Défendue par son entourage, Grâce Émie Kutino met en avant la nécessité de poser d’abord les bases : diagnostic sectoriel, concertations, repositionnement du ministère. Selon ses collaborateurs, la campagne patriotique n’est pas une fin en soi mais un levier pour recréer du lien entre l’État et les jeunes.
Cette lecture ne convainc pas tous les observateurs. Pour eux, un an est un délai suffisant pour présenter au moins des projets pilotes mesurables, avec budget, calendrier et indicateurs de suivi.
Le risque, soulignent-ils, est de voir le ministère réduit à un rôle de porte-voix politique alors que sa mission première reste le développement socio-économique de la jeunesse.
Au-delà des postures, le défi reste le même : répondre aux attentes d’une génération qui représente plus de 60% de la population congolaise. Cette jeunesse réclame de l’accès au crédit, des formations adaptées au marché, des cadres d’expression citoyenne et des mécanismes de participation aux décisions publiques.

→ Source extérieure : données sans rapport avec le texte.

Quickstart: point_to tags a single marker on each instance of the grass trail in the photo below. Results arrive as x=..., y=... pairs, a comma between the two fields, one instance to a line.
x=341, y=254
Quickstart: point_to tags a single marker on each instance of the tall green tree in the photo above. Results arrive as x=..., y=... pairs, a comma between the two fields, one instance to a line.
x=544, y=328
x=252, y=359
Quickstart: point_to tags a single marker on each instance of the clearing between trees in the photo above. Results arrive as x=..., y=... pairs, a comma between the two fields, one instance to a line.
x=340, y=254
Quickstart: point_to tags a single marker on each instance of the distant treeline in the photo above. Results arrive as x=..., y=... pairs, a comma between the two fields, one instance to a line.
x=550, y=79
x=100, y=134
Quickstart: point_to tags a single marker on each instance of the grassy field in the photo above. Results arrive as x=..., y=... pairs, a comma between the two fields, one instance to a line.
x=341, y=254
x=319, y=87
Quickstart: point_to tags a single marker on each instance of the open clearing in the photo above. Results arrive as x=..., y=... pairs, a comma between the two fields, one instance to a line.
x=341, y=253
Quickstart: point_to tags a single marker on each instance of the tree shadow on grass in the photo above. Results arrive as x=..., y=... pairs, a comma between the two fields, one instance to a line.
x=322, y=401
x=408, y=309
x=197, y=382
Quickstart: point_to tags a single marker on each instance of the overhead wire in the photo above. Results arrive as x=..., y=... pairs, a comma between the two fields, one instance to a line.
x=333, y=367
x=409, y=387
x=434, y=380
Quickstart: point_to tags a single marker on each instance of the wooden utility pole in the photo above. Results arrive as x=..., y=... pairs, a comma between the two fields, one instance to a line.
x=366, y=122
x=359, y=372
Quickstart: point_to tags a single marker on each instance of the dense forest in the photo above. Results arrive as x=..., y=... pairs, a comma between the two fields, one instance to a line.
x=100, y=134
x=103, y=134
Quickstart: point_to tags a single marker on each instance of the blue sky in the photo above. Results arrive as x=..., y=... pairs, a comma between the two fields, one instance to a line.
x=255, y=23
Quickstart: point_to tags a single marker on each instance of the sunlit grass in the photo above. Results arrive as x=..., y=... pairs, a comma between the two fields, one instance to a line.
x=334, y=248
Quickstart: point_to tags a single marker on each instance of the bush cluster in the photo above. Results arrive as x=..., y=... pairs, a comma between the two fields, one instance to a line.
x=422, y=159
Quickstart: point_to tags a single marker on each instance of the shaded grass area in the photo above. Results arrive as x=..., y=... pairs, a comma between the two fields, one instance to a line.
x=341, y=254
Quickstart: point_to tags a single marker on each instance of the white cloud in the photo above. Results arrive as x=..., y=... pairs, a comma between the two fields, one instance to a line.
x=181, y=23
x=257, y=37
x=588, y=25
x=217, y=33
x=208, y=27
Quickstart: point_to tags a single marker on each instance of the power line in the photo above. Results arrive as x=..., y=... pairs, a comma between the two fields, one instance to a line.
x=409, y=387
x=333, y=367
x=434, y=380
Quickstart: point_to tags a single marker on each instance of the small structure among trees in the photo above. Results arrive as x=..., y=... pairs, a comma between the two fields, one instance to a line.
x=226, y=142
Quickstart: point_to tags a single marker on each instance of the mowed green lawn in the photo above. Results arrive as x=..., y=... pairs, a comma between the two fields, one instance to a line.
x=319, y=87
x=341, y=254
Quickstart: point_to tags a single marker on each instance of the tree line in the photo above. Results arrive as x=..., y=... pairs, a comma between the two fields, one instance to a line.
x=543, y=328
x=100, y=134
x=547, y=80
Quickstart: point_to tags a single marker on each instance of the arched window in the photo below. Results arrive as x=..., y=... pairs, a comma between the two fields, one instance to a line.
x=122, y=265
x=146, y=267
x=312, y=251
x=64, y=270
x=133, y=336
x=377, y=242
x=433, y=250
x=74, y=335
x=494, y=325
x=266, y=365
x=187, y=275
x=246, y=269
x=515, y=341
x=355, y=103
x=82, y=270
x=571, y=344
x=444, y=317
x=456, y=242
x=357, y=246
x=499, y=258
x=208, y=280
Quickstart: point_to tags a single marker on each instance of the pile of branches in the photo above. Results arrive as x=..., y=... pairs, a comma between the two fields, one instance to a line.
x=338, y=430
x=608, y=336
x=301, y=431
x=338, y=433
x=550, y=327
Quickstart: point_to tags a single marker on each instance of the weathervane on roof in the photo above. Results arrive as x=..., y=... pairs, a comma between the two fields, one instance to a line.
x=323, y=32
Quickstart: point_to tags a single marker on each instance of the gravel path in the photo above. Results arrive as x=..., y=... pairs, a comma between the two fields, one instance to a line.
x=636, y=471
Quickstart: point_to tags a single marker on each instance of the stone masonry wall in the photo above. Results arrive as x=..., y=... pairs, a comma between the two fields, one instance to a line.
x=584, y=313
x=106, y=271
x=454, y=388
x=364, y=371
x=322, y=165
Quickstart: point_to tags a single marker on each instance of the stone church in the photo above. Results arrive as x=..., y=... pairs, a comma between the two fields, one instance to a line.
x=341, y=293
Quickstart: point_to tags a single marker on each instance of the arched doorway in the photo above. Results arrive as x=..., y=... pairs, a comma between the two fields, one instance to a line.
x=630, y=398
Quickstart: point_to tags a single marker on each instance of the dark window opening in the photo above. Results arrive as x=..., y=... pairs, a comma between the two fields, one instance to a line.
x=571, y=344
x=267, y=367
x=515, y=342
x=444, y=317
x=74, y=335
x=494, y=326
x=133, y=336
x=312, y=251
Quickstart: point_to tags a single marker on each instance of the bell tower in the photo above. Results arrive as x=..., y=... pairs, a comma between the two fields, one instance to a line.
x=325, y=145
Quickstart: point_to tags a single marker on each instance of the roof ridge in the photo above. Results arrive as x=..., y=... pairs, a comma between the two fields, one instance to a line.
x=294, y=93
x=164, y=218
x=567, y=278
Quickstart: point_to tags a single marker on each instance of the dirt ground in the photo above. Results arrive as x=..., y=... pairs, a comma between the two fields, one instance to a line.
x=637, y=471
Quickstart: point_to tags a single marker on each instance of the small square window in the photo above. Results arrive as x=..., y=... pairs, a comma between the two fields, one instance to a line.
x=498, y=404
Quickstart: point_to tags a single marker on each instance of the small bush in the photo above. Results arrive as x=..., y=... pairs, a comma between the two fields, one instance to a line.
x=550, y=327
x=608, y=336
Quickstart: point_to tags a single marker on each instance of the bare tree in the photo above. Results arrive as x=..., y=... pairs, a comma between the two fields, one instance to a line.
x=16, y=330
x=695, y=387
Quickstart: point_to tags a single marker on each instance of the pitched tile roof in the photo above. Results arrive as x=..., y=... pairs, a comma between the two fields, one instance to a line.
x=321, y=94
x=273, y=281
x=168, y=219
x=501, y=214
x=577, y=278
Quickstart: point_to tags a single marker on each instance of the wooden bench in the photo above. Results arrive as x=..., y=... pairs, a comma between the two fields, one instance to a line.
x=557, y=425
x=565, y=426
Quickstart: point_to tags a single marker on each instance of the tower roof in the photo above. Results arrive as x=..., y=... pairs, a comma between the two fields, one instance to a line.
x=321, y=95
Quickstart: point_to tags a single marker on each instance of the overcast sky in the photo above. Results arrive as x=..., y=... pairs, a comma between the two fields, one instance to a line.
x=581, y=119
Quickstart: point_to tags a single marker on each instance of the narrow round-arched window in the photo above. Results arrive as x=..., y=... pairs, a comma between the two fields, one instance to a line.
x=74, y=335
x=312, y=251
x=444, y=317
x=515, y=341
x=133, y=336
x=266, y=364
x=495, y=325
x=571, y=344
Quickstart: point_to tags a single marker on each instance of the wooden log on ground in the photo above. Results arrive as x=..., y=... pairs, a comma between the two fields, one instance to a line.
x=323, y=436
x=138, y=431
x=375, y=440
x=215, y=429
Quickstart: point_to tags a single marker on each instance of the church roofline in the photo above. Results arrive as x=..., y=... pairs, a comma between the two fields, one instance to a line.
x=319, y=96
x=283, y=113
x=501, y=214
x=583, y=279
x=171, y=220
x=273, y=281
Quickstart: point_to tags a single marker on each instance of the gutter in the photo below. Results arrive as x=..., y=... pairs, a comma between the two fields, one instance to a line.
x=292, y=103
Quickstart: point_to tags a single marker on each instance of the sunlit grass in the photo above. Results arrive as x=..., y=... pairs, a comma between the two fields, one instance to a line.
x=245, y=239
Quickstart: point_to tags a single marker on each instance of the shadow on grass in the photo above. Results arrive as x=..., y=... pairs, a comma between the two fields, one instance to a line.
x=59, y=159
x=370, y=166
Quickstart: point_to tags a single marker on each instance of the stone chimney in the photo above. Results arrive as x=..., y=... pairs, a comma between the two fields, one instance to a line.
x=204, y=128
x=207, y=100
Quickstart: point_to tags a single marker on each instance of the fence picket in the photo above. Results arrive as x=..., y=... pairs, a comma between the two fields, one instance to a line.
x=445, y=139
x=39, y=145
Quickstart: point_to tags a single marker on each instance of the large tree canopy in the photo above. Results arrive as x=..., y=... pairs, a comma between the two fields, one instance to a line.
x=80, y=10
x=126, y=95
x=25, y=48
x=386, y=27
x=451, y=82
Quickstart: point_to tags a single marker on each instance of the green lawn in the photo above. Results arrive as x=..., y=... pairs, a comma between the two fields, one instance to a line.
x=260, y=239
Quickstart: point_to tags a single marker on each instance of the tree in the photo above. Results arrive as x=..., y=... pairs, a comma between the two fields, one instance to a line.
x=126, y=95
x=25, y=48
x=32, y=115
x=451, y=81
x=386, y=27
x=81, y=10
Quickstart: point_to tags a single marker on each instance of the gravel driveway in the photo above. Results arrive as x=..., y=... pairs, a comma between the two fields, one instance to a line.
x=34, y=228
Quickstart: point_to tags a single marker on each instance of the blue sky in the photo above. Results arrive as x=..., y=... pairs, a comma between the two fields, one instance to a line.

Plusieurs syndicats étudiants et mouvements de jeunes ont d’ailleurs publié, ces dernières semaines, des mémorandums adressés au gouvernement. Ils y demandent une feuille de route claire, des financements dédiés et une meilleure coordination avec les ministères de l’Emploi, de la Formation professionnelle et du Plan.
Dans ce contexte, la pression s’accentue sur la ministre. Le deuxième exercice de son mandat sera scruté avec attention, d’autant que les échéances politiques approchent et que la question de la jeunesse s’impose comme un baromètre de la performance gouvernementale.
À l’heure du bilan d’étape, deux lectures s’affrontent. La première estime qu’il faut laisser le temps à l’administration de déployer ses réformes. La seconde considère que le temps de la pédagogie est révolu et que place doit être faite à l’action.
Grâce Émie Kutino devra donc transformer la visibilité acquise avec « Oui, je le veux » en résultats concrets. Sous peine de voir la critique se durcir et l’écart se creuser entre l’institution et ceux qu’elle est censée servir.
Le défi des douze prochains mois est ainsi posé : passer de la mobilisation à la réalisation, et faire en sorte que l’éveil patriotique rime enfin avec insertion professionnelle et autonomie réelle pour la jeunesse congolaise.